Hi HN! I've been working on two novel programming languages built on field theory
from superconductor research.
*WPE/TME* - A geometric calculus language for structural and temporal reasoning.
Think: mathematical notation for encoding semantic relationships. Four parameters
(domain, shell, phase, curvature) let you explicitly represent how components
couple, influence each other hierarchically, and evolve over time.
*Crystalline* - A code synthesis language that generates provably optimal code
through physics-guided evolution. Not template filling. It discovers novel
optimizations (async I/O, streaming, parallelization, loop fusion) through energy
minimization, achieving 3-4× performance improvement.
Both languages share the same geometric foundation from superconductor physics but
serve completely different purposes. WPE/TME is for semantic reasoning (great for
LLM scaffolding). Crystalline is for generating high-performance code.
Key differences from existing approaches:
- Deterministic (same input always produces same output)

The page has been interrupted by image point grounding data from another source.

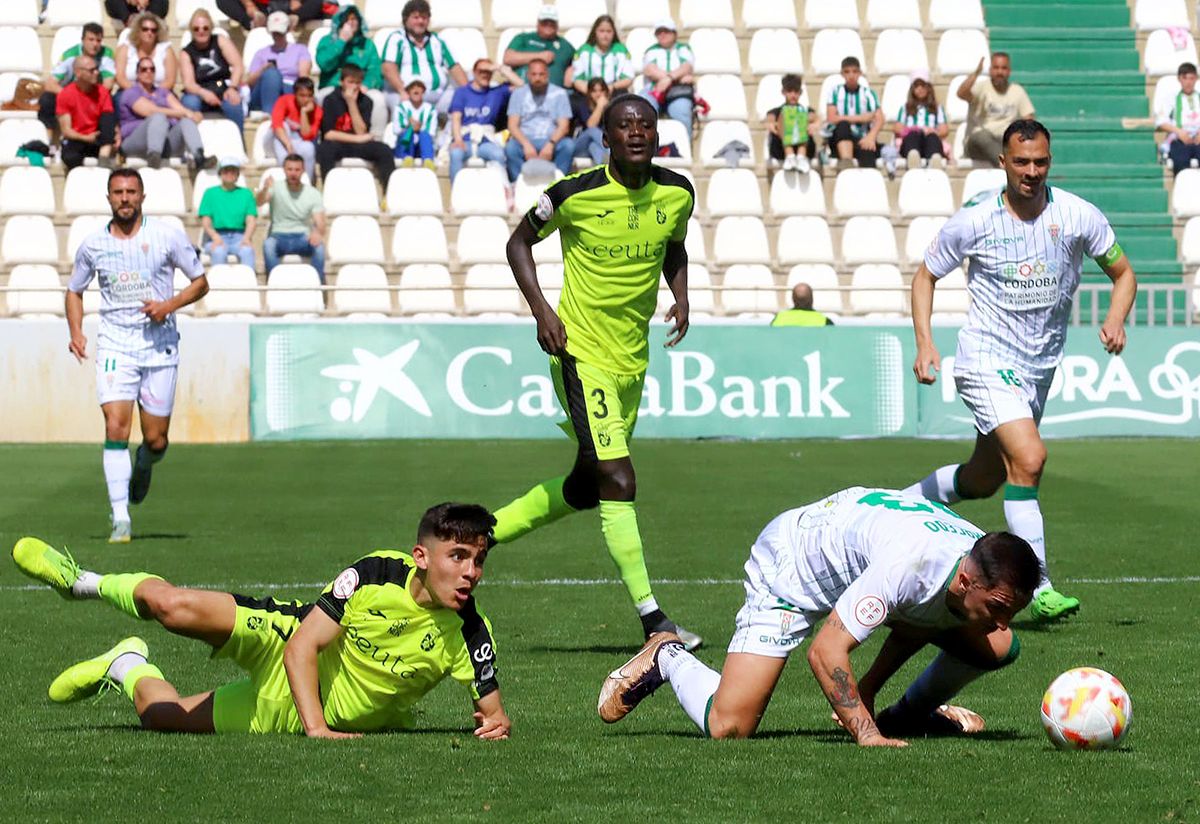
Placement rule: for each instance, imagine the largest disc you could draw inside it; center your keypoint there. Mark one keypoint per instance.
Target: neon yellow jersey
(393, 650)
(615, 241)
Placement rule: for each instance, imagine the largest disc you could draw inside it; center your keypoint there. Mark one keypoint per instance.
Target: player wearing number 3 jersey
(865, 558)
(1026, 245)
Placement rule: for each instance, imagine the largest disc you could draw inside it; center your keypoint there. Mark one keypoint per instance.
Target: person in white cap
(228, 216)
(544, 43)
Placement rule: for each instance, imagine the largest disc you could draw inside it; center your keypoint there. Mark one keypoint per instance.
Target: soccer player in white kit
(865, 558)
(1026, 245)
(137, 354)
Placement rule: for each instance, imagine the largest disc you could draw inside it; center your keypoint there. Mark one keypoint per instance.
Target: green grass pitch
(285, 518)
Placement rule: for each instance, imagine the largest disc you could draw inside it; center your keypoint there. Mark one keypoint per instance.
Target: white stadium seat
(831, 46)
(696, 13)
(354, 239)
(481, 240)
(892, 14)
(823, 280)
(717, 52)
(796, 193)
(960, 49)
(29, 239)
(804, 239)
(1163, 56)
(231, 290)
(490, 289)
(861, 192)
(775, 50)
(919, 235)
(293, 289)
(351, 192)
(741, 240)
(749, 289)
(831, 13)
(868, 240)
(768, 14)
(479, 192)
(351, 295)
(925, 192)
(867, 300)
(425, 289)
(955, 14)
(419, 239)
(900, 50)
(35, 276)
(733, 192)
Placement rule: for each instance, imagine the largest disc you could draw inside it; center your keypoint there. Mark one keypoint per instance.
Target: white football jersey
(132, 271)
(875, 555)
(1021, 277)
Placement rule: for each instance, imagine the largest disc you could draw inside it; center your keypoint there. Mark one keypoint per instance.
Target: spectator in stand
(477, 110)
(792, 127)
(148, 38)
(588, 113)
(921, 124)
(993, 107)
(298, 217)
(297, 125)
(1181, 121)
(546, 44)
(275, 68)
(123, 11)
(228, 215)
(345, 130)
(417, 53)
(539, 122)
(605, 56)
(156, 125)
(211, 68)
(853, 119)
(415, 126)
(93, 44)
(669, 67)
(87, 118)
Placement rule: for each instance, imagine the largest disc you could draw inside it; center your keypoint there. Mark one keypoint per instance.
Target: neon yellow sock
(118, 590)
(618, 519)
(541, 505)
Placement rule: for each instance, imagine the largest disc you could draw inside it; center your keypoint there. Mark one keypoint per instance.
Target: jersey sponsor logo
(870, 611)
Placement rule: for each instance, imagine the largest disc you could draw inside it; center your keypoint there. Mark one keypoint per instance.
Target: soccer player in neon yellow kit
(382, 635)
(621, 224)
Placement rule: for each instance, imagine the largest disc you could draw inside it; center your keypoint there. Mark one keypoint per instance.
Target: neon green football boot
(1050, 605)
(41, 561)
(87, 678)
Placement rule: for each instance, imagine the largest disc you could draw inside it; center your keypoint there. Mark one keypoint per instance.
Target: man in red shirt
(87, 116)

- Explainable (energy equations show WHY decisions were made)
- Novel code generation (genuinely discovers optimizations)
- Mathematical guarantees on performance
Crystalline has a Python implementation. WPE/TME has a Python reference
implementation, but it's really a notation system (like how LaTeX is a language
for typesetting math).
GitHub: [will add link on launch day]
Papers: [will add ResearchGate links - 3 papers explaining theory]
I'd love feedback on:
1. The language design - does geometric encoding make sense?
2. For Crystalline: what benchmarks would convince you the synthesis works?
3. For WPE/TME: would explicit structure help your AI reasoning tasks?
Happy to answer questions about the physics, the languages, or the implementations!